De verdoemenis, waar men zijn tong kauwde van pijn. Satan
en/of het socialisme. Kuyper. Wraak des Heren. Toorn des Heren.
Collecte verleden zondag weer onvoldoende. Conclusie: ieder
mens was slecht, enz., enz. Op die manier was er natuurlijk
geen kunst aan. Maar ja, Kuyper was dood, Indië was weg
en de tijden waren veranderd, al bracht de collecte nog steeds
niet genoeg op. En dan zijn zoon... Ha, wacht eens!

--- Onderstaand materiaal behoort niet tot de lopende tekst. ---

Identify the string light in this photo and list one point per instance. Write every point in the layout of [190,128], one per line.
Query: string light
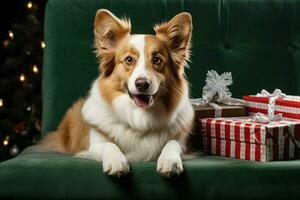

Generatieconflict, David en Absalom, eert uwe ouders, wacht,
waar was de Schrift. Goed thema, actueel en toch smaakvol.
Begrip tonen. Puberteit. Moeilijke jaren, in deze tijd. Dat
gekke flodderhemd van zijn zoon.... Ach, hij was weer veel
te vroeg uitgevaren. Tegenwoordig... Wolken blauwe rook
onttrokken Ouwe Tobia aan het oog. Toen ging de telefoon.
Zeker weer de ouwe Juffrouw Niese, die kwam vragen of
Doom'nee morgen even langs kwam, want haar been was
weer niet goed en de poes was ook ziek.
'Politie Bloemendaal. Kunt u
even naar het bureau komen? Uw zoon zit hier.'
Paniek!
'Toch geen ongeluk?'
'Nee dominee, hij is blakend
gezond. 't Gaat alleen maar even om een gesprekje met de
hoofdinspecteur.'
'Wat is er dan met 'm?
Toch niets ernstigs?'
'Nee, maakt u zich geen
zorgen. 't Spijt me, ik kan u geen inlichtingen geven.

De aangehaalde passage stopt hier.